I’ve been thinking a lot lately about what it means to be a woman. What it means to be sexy, desirable. Someone said to me, just before having Jack that once you start pushing that stroller around the streets, you become invisible. And it’s true.
The first few months, hey, even the first year of being a Mum did NOT feel that sexy to me. Sleep deprivation; not hot. Breastfeeding; not hot for the first excruciating six weeks, but now my most favorite time in the world with my son. It’s intimate and life-sustaining, how absolutely gorgeous is that?
Motherhood changed how I saw myself. No longer a carefree, impulsive spirit, I felt like a boring Mum all of a sudden. I didn’t know how to dress, I didn’t like the extra weight and I saw how much I defined myself in the physical.
I had a drug-free, natural birth. I thought it would be empowering. I did the most female, beautiful thing possible. I created life and brought it into the world. This isn’t just sensual, it’s magical, a rite of passage. But for me, the process of birth and the following few months, felt anything but magical, I felt like I had PTSD.

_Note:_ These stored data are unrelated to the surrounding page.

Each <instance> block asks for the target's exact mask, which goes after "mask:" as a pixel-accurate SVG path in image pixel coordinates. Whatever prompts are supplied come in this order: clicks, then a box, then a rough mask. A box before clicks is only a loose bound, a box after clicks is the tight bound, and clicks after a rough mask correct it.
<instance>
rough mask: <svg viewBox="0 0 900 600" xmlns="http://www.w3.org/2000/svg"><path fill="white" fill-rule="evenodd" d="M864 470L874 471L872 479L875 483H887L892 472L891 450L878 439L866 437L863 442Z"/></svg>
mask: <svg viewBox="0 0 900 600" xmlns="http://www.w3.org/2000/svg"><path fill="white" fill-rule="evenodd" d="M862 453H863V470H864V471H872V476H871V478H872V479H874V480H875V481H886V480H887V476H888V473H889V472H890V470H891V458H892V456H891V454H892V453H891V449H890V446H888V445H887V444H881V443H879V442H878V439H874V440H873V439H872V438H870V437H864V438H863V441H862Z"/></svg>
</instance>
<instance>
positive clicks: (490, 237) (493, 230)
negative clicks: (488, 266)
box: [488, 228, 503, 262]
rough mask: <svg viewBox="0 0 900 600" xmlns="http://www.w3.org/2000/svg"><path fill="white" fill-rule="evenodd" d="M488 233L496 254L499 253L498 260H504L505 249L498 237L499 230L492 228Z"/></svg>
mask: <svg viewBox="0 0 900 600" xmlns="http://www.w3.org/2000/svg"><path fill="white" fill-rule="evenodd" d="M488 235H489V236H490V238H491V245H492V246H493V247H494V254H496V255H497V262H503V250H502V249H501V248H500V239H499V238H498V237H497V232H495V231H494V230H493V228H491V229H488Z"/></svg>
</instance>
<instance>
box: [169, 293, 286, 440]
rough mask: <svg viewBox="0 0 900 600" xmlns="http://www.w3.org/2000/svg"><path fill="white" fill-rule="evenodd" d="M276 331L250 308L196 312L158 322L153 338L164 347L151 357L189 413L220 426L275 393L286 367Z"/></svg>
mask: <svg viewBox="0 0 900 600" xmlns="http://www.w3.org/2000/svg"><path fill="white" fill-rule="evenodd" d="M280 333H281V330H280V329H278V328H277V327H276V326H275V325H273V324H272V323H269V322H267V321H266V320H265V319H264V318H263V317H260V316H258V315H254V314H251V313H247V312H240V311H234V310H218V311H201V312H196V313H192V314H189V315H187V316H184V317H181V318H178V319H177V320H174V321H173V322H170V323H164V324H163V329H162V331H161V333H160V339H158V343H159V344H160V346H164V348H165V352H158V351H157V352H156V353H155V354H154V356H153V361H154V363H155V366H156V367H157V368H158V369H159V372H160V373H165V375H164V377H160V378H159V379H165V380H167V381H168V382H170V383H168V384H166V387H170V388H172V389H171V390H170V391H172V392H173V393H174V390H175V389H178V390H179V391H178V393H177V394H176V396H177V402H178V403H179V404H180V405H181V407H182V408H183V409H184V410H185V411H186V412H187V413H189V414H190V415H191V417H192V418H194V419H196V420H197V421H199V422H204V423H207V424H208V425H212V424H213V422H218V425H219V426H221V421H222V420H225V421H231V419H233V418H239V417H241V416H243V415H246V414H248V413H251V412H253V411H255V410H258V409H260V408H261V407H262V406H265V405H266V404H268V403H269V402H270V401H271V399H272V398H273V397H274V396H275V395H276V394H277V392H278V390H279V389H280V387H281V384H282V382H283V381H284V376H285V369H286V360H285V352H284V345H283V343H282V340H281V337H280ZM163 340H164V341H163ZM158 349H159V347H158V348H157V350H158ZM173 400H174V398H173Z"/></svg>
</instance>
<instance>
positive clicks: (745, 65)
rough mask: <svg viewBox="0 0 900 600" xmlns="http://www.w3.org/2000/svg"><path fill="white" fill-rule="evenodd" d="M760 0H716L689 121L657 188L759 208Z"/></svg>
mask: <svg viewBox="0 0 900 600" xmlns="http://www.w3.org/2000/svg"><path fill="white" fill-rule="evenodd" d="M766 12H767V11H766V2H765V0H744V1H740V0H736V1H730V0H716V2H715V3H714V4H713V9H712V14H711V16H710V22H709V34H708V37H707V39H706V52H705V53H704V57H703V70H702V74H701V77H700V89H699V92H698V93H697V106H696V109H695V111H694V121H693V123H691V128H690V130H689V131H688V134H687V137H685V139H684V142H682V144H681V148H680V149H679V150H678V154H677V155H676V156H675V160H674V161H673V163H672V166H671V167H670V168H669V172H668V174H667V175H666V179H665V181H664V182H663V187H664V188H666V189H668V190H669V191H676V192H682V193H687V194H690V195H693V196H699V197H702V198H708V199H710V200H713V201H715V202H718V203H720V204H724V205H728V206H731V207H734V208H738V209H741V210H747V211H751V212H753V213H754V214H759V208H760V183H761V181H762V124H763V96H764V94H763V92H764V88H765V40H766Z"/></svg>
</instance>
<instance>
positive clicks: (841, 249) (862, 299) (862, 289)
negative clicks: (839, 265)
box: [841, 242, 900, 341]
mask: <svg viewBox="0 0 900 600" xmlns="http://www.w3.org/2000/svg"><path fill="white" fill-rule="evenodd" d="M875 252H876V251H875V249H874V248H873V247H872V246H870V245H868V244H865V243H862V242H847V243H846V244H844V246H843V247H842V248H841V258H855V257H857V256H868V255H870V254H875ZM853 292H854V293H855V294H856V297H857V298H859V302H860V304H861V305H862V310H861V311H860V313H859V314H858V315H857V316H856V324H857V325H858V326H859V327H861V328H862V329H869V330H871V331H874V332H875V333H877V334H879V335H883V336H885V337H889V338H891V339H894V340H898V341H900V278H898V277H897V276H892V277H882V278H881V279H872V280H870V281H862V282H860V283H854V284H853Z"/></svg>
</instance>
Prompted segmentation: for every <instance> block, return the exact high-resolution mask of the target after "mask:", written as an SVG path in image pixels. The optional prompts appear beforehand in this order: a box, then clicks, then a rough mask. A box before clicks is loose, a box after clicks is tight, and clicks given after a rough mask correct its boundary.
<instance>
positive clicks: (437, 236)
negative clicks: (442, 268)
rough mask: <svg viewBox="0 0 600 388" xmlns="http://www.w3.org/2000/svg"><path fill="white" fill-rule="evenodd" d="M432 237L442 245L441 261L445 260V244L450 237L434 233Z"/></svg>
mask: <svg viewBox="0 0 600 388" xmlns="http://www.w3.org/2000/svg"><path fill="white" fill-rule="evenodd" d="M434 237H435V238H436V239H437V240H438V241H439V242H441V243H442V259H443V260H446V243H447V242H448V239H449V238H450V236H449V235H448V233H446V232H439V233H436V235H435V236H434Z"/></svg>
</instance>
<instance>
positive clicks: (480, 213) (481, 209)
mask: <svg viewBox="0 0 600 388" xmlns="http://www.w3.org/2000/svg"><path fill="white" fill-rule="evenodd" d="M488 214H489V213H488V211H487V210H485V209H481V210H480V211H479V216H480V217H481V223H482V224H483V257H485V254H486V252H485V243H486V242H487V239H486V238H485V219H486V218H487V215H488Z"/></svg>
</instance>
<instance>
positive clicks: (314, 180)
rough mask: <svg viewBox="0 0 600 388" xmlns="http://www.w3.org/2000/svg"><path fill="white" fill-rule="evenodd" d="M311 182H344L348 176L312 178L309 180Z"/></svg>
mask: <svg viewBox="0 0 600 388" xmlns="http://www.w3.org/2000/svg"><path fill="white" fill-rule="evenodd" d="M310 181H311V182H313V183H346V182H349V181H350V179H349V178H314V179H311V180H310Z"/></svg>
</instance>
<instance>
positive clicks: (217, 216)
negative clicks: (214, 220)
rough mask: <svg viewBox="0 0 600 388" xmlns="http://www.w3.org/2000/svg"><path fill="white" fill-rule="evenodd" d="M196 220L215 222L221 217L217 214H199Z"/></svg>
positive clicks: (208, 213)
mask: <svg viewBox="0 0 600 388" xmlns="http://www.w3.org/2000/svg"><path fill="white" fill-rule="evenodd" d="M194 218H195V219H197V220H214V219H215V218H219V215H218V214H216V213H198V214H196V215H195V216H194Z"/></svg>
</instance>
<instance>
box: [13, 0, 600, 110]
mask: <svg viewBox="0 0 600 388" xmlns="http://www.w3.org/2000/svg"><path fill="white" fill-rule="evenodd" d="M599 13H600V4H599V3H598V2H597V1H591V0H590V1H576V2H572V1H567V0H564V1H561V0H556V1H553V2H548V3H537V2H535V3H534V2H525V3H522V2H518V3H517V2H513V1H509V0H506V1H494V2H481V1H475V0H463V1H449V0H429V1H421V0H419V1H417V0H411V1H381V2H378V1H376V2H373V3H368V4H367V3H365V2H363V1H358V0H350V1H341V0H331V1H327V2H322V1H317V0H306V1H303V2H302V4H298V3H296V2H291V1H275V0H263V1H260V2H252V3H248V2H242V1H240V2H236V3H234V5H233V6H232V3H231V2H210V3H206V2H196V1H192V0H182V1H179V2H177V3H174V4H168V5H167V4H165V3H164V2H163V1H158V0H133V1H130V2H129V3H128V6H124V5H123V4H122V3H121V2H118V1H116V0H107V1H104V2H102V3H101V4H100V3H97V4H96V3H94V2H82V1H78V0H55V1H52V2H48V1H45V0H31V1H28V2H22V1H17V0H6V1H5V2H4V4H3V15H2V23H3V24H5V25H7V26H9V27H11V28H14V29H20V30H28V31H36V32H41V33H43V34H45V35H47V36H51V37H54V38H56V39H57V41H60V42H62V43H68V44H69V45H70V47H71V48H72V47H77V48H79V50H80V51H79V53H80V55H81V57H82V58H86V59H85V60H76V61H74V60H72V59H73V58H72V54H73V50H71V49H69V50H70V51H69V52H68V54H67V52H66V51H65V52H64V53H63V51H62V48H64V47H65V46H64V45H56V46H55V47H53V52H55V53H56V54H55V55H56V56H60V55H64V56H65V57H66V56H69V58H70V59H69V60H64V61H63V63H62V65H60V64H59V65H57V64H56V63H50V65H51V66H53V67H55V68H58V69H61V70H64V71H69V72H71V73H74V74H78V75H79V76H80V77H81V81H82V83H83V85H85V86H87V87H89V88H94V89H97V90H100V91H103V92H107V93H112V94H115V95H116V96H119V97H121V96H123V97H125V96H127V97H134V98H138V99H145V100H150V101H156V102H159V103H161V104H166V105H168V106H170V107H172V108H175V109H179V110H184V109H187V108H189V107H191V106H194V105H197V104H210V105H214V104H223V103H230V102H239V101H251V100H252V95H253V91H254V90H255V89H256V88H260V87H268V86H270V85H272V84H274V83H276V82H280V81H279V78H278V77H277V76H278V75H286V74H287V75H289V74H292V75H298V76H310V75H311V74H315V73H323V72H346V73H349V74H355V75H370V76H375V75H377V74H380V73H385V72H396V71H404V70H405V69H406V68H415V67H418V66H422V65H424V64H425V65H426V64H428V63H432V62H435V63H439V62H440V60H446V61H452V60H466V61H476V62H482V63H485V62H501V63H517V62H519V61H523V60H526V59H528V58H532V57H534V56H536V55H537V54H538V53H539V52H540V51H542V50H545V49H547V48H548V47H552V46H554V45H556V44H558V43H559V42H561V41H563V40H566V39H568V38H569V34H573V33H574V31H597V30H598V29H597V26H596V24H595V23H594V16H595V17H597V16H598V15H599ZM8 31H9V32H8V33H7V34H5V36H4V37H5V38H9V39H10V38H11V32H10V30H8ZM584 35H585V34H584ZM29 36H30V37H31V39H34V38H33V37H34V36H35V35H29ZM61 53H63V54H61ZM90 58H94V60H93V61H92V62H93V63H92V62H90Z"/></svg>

Unfortunately most of us women define sexuality and desirability in male terms or by male measures. How much men want us is how ‘sexy’ we are. And a Mama lugging her baby around covered in bits of food and poop, trying to surreptitiously get her boobies out in public to feed, not that desirable.
Things with my partner deteriorated too. That’s a killer on the self esteem and another way I saw how the external was such a huge part in how I valued myself.
But it’s changing. How I mother my son and how I have dealt with the past year’s challenges are fucking sexy (most of the time). The inner strength I’m discovering is really freaking hot. The power I feel as I navigate the world, my company and life’s ups and downs are really attractive – most of all to me. And that’s the key, I have nothing to prove or be to anyone else. Being feminine is about being soft, vulnerable, nurturing, we create community and communication. This is not weakness, being authentic and owning your femininity is empowering. We are, by definition the complete opposite to men and masculinity and I feel like we need to embrace that.
It’s the complete opposite to the women we see on TV, magazines and exploited in music videos and in porn. All a measure of sexuality in a man’s world, with masculine values.
Power to the Mamas! embrace your new body, get strong and healthy. Love the vulnerability motherhood brings and the new sense of what it is to be a woman. Love yourself for all it’s quirks and wobbly bits, love what you have done and love yourself.